As $U$ is not concave, it's expected that the solution will be a corner one. We consider two auxiliary problems:
\begin{equation}
\max\limits_{\substack{x\\s.t.\\ a-\tau\ge x\ge 0 }} U(x,a-\tau-x)
\tag{P1}
\end{equation}
\begin{equation}
\max\limits_{\substack{x,y\\s.t.\\ a\ge x\ge 0 }} U(x,a-x)
\tag{P2}
\end{equation}
Let $x_1$ and $x_2$ be the respective solutions of P1 and P2 and $u_1$ and $u_2$ the respective values of the problems. If $x_1<a-\tau$ and $u_1\ge u_2$ then $x_1$ and $y=a-\tau-x_1$ solves the original problem. If $x_2=a$ and $u_2\ge u_1$ then $x_2=a$ and $y=0$ solves the original problem. In all other cases, the original problem does not have a solution.

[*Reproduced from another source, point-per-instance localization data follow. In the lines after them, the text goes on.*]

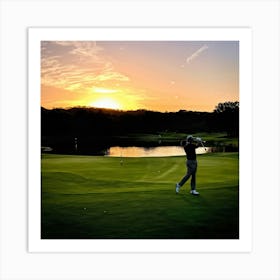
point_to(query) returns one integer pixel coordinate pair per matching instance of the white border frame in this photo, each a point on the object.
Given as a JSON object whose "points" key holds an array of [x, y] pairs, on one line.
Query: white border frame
{"points": [[262, 16], [243, 35]]}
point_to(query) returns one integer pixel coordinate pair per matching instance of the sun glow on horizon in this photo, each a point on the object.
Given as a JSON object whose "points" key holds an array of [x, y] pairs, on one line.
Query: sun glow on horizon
{"points": [[106, 102]]}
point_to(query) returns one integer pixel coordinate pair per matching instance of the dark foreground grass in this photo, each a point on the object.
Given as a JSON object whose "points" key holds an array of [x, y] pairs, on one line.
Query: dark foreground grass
{"points": [[103, 198]]}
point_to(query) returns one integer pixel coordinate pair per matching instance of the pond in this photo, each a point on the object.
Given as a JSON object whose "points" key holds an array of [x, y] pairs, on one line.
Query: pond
{"points": [[161, 151]]}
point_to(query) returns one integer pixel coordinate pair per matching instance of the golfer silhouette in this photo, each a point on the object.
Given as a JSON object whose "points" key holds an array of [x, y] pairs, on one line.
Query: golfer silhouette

For example: Take $a=1$ and $\tau=-1$ and $U(x,y)=4x^2+y^2+x+y$. The constraint is $x+y=2$ as long as $y>0$. So, $U$ increases as we increase $x$ and reduce $y$ but if $y$ hits zero then we are forced to set $x=1$ since the constraint discontinuously changes to $x+y=1$. But $U(2-\varepsilon,\varepsilon)>U(1,0)$ for small $\varepsilon>0$. In sum, we would like to choose $(x,y)=(2,0)$ but due to the discontinuity in the function defining the constraint set, the constraint set is an open. We can approach $(2,0)$ with points in the constraint set but the limit point $(2,0)$ does not satisfy the constraint.
In the new edit version of the question $\tau>0$. In this case, you just need to compare $u_1=\max_{\substack{x\\s.t.\\ a-\tau\ge x\ge 0 }} U(x,a-\tau-x)$ with $U(a,0)$. If the first is greater and $a-\tau>x_1$ then the solution of P1 is your answer. If the second is greater then $x=a$ and $y=0$ is your answer. A solution always exist because $U(a-\tau,0)<U(a,0)$ by $U_x>0$.
If $U_{xx}U_{yy}-U_{xy}^2\ge 0$ then your function $U$ is convex. In this case the solution will always be a corner point: the $(x,y)$ that maximizes $U$ subject to your constraint will be either $(a,0)$ or $(0,a-\tau)$.